Collaboration: A Potential History of Photography
Ariella Azoulay and Wendy Ewald
Collaboration presents a groundbreaking and multifaceted history of photography which explores photography through the lens of collaboration, challenging the dominant narratives around photographic history and authorship. In a vast, collaborative effort led by five of the great thinkers and practitioners in photography that includes more than 550 photographs and over 80 text contributors, this book breaks apart photography’s ‘single creator’ tradition by bringing to light tangible traces of collaboration – the various relationships, exchanges and interactions which occur between all participants in the event of photography.
This book will provide the keys to understanding and decoding the complex politics of seeing. The conditions of collaboration in photography are explored through over 100 photography projects, divided into eight thematic chapters. The photographs from each project are presented non-hierarchically alongside quotes, testimonies, and short texts by guest contributors.
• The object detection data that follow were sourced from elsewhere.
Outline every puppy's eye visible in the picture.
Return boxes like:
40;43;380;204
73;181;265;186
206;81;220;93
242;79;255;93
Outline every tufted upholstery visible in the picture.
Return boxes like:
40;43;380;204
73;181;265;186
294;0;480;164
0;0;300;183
These networks of texts and images provide perspective on a vast array of photographic themes, from Araki’s provocative portraits of women to archival files from the Spanish Civil War.
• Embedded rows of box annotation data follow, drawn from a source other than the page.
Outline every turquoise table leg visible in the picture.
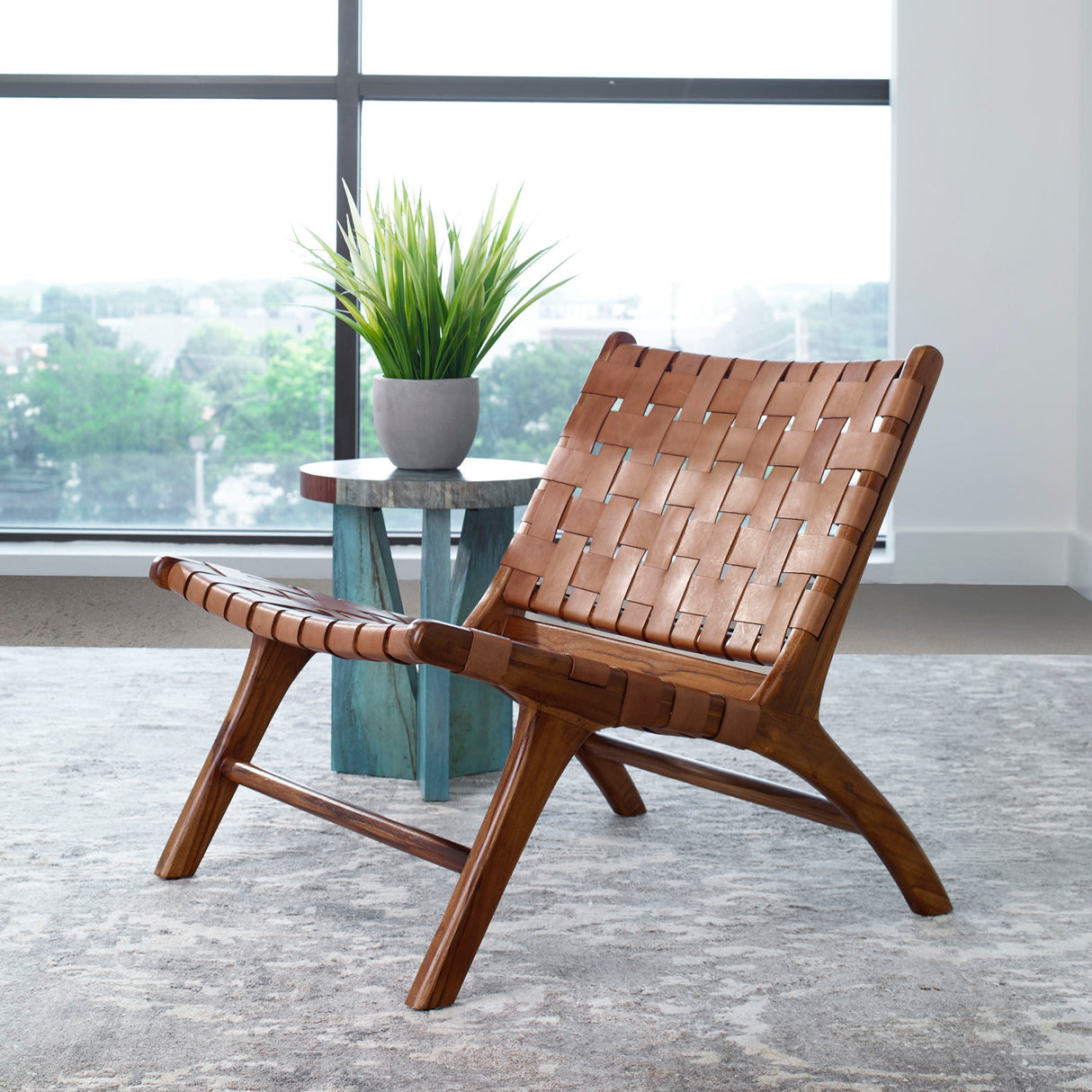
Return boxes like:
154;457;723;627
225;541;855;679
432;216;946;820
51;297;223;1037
451;508;514;777
417;508;451;801
330;505;417;779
Collaboration is not an ultimate account of what photography is, does, or means. Rather, the book is an inspiration for teaching and an open invitation to scholars, activists, photographers and others to practice always with and alongside others and participate actively in this engagement and enquiry.
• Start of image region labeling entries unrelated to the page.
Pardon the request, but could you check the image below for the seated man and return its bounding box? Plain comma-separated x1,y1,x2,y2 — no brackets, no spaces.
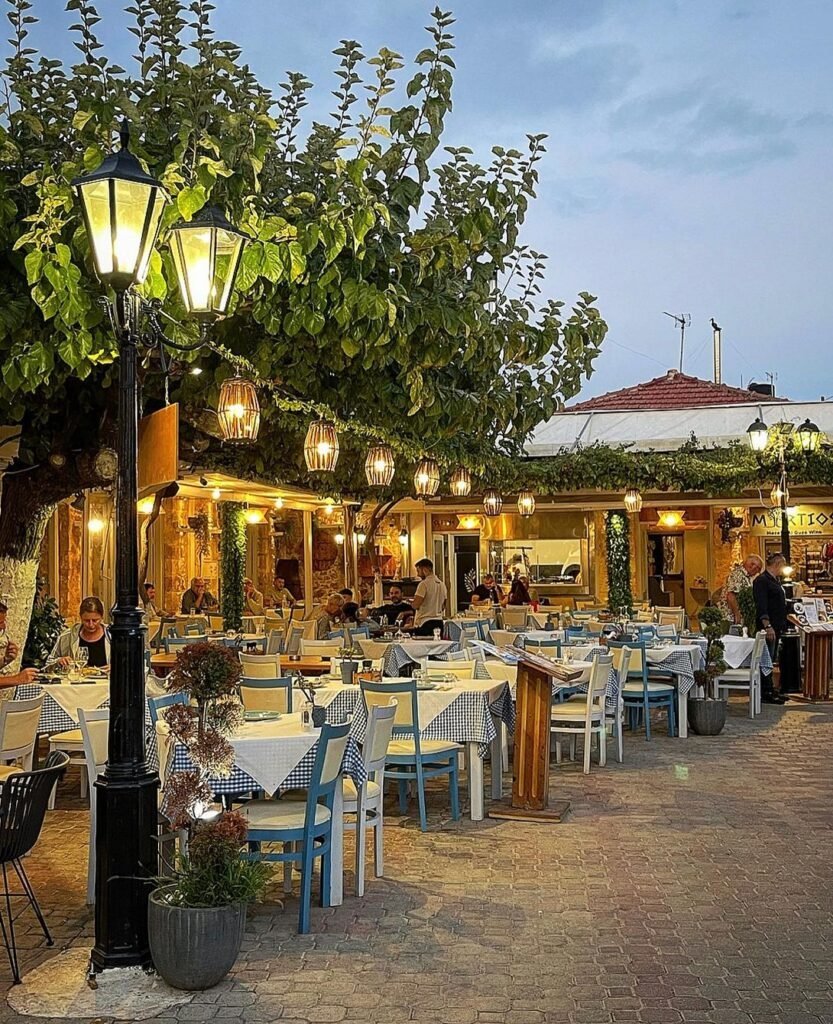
272,575,295,608
313,594,344,640
243,577,263,615
49,597,110,669
373,585,414,626
471,572,503,608
0,602,38,687
181,577,219,615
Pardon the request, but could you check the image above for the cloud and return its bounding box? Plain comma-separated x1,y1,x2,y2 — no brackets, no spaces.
610,80,803,174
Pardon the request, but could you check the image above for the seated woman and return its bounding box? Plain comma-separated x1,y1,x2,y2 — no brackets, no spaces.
49,597,110,669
Ariella Azoulay is a Professor of Modern Culture and Media and Comparative Literature at Brown University. Wendy Ewald is a photographer who has collaborated on art projects with children, families, women and teachers for fifty years. She has published twelve books. Susan Meiselas is a documentary photographer and member of Magnum Photos since 1976. Leigh Raiford is an Associate Professor of African American Studies at the University of California, Berkeley. Laura Wexler is a Professor of American Studies, Film & Media Studies and Women’s, Gender & Sexuality Studies at Yale University.